Providing quality allied health placements in palliative care
Introduction: Palliative care is a complex area for student placements due to the high level of grief and loss encountered. There is limited research into allied health student experiences in palliative care. The aim of this study was to investigate the attitudes, behaviours, perceptions and personal challenges faced by allied health students in palliative care. We sought to explore student preparation for a palliative care clinical placement and the impact of the placement on their self-efficacy in the areas of communication, patient management and interdisciplinary teamwork.

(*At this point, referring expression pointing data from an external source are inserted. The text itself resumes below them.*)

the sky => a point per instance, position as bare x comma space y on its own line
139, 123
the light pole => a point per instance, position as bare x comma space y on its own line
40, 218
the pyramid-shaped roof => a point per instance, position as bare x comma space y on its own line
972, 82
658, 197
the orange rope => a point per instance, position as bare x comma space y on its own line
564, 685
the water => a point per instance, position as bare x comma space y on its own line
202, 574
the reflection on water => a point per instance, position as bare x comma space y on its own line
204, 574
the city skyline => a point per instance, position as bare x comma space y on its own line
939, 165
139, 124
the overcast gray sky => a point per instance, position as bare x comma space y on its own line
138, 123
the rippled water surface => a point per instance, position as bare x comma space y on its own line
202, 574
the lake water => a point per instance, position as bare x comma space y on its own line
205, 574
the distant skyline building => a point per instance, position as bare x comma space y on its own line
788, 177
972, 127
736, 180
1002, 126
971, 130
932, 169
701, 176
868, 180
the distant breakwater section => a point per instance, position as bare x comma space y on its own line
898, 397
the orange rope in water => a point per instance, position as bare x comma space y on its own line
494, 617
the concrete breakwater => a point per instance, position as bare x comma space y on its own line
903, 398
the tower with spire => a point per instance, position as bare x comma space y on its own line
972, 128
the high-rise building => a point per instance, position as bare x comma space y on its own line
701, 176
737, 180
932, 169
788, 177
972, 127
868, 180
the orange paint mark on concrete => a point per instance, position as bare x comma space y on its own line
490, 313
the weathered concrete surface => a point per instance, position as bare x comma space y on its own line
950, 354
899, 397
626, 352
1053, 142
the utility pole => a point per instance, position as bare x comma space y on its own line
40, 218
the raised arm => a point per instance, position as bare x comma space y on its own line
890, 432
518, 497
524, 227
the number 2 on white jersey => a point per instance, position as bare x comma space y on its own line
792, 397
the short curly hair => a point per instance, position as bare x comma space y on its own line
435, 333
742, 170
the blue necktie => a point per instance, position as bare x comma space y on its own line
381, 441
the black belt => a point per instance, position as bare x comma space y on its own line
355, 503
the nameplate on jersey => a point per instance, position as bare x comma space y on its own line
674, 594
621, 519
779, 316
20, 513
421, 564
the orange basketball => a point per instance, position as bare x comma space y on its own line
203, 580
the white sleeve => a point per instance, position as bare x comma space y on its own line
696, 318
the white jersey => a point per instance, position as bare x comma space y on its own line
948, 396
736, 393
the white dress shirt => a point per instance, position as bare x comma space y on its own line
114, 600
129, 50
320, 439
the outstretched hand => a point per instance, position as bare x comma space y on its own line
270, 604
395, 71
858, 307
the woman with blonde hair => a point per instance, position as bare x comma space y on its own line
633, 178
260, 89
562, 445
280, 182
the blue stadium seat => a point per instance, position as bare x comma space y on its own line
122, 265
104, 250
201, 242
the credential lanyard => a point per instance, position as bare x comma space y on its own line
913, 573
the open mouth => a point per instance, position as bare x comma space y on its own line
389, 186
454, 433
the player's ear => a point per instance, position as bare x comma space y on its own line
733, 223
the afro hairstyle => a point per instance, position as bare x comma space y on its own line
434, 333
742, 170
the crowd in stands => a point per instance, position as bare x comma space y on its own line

Methods: Eleven consecutive eligible allied health students undertaking a placement in palliative care were recruited to participate in this study. Each participant took part in a semi-structured interview at the beginning and end of their placement. Interviews were transcribed and analysed qualitatively. Questionnaires were also given to participant’s pre and post placement to identify the impact of self-efficacy and outcome expectancies on learning outcomes.
Results: The analysis of the results demonstrated that most, but not all, of participants experienced anxiety prior to placement. Participants’ perception and understanding of palliative care was positively influenced by their placement, and there were a wide variety of learning experiences described.
Conclusions: Allied health student placements in palliative care provide a positive environment for student learning and can be altered to maximise the learning experience. With careful planning, and by encouraging a culture of support, effective approaches and strategies can be identified to make a placement in palliative care more appealing and appropriate for individual students.